I took the ferry from Barra on a Tuesday morning, wedged between a woman carrying a live chicken and a teenager with a phone playing Afrobeats at full volume. The crossing takes about forty minutes and the ferry is always full — people, motorcycles, goats, sacks of millet, boxes of Chinese-made goods wrapped in plastic. The wide brown mouth of the Gambia River opens around you and Banjul materialises on the south bank, low-slung and salt-bleached, looking less like a capital city than a town that got the title and decided not to change anything about itself.

That quality — of a place that has not tried too hard — is exactly what makes Banjul worth a day of your time. Albert Market sits at the city’s heart, a dense warren of fabric sellers, second-hand clothes, mobile phone accessories, ground spices sold in plastic bags, and women selling freshly squeezed orange juice from hand-cranked machines. I bought a length of batik fabric for a price we argued over pleasantly for ten minutes. Neither of us was trying very hard to win.

Traders and morning foot traffic moving through Albert Market's covered alleys

The colonial architecture has not aged gracefully but it has aged honestly. Along the main streets you find verandahed buildings in various states of gentle decomposition — paint peeling in long ribbons, iron railings rusting orange, doors swollen in their frames by decades of humidity. The Supreme Court building looks like it belongs in a Graham Greene novel. The National Museum is small but earnest, with displays on Mandinka and Wolof culture, Kora music, traditional dress, and the country’s groundnut-export history that nobody else will bother to explain to you. I spent an hour there and came out knowing more about Senegambian history than I had from three days of reading beforehand.

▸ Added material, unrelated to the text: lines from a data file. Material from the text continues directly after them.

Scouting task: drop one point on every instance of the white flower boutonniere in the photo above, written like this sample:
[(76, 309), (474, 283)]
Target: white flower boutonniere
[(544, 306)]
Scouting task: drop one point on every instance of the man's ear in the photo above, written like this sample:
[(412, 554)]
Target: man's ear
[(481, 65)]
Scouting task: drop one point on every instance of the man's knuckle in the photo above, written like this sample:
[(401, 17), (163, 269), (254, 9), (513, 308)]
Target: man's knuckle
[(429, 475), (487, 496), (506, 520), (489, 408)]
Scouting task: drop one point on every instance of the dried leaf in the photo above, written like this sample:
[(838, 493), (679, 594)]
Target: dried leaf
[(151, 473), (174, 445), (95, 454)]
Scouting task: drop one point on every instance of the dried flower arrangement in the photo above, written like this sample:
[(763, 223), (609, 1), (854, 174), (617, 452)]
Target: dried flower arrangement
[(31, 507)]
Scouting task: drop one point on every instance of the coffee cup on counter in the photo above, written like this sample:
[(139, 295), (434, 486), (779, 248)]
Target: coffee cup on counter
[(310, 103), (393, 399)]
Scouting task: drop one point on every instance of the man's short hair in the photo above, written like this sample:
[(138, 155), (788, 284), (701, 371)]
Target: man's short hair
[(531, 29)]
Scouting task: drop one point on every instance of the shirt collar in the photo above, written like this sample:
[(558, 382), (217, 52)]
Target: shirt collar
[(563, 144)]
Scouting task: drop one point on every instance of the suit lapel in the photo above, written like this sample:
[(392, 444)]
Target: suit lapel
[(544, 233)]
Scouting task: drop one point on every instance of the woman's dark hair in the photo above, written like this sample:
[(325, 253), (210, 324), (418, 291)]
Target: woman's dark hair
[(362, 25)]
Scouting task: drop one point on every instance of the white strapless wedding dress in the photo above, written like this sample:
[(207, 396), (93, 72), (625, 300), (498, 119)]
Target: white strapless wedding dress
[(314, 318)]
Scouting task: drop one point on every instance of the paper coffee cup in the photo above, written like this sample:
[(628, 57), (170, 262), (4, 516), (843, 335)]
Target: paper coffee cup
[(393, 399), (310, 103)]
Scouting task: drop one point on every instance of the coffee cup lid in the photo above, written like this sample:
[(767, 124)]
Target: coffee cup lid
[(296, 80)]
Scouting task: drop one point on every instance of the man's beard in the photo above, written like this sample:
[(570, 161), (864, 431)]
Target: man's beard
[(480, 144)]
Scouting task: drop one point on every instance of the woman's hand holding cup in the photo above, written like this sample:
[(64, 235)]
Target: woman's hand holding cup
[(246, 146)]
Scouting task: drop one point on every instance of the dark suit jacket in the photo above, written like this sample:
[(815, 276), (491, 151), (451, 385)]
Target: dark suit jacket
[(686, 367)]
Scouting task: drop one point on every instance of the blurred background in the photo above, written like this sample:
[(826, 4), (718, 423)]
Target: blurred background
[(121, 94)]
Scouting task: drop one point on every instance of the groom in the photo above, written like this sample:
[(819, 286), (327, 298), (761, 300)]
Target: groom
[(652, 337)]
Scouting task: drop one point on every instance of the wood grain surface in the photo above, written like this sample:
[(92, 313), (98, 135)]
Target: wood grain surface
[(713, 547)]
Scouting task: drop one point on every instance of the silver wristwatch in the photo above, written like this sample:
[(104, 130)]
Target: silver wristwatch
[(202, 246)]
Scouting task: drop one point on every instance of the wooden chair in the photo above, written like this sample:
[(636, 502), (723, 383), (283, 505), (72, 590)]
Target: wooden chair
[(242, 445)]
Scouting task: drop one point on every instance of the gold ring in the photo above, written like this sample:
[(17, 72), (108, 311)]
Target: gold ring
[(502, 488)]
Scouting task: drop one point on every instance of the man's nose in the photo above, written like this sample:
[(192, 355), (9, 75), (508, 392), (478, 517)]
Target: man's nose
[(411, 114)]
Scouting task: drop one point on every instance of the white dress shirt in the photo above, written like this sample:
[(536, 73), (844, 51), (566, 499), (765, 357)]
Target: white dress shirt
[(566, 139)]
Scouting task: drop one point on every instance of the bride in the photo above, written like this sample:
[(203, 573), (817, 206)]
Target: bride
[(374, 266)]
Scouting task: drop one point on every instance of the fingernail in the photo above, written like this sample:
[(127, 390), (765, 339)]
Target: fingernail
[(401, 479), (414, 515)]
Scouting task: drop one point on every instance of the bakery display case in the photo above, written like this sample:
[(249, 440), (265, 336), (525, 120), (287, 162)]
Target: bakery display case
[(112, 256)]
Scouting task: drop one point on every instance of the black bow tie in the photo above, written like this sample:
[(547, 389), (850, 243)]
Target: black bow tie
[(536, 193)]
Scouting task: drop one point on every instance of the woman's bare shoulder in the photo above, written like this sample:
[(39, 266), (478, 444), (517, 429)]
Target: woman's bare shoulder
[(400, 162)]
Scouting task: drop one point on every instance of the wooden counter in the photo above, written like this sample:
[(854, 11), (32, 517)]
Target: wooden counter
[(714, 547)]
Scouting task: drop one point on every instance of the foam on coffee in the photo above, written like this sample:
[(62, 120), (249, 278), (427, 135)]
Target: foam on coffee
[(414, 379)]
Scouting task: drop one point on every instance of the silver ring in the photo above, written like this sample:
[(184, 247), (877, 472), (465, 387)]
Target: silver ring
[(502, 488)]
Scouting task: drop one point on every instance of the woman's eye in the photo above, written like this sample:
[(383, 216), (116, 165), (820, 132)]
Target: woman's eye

The waterfront in the late afternoon takes on a specific quality of light — the river glowing copper, the fishing pirogues moving in slow outline against it, the smell of salt and fish and diesel mixing in the air that comes off the water. Children swim off the jetty. A man repairs a net. Someone is always cooking something over charcoal somewhere nearby, and the smoke drifts sideways across the harbour in the heavy air.

Fishing pirogues moored at the Banjul waterfront in the copper light of late afternoon

Banjul does not compete with other African capitals on grandeur or growth or nightlife. What it offers instead is a kind of slow, unhurried legibility — a city you can actually read, walk across in an hour, and come away from feeling you understood something real. That is a rarer quality than it sounds.

When to go: November through February is the dry season and the most comfortable time to walk the streets. Mornings are especially pleasant — the market is busiest before ten, the light is good, and the heat hasn’t yet become the main character. Avoid visiting on Sundays when much of the market is closed.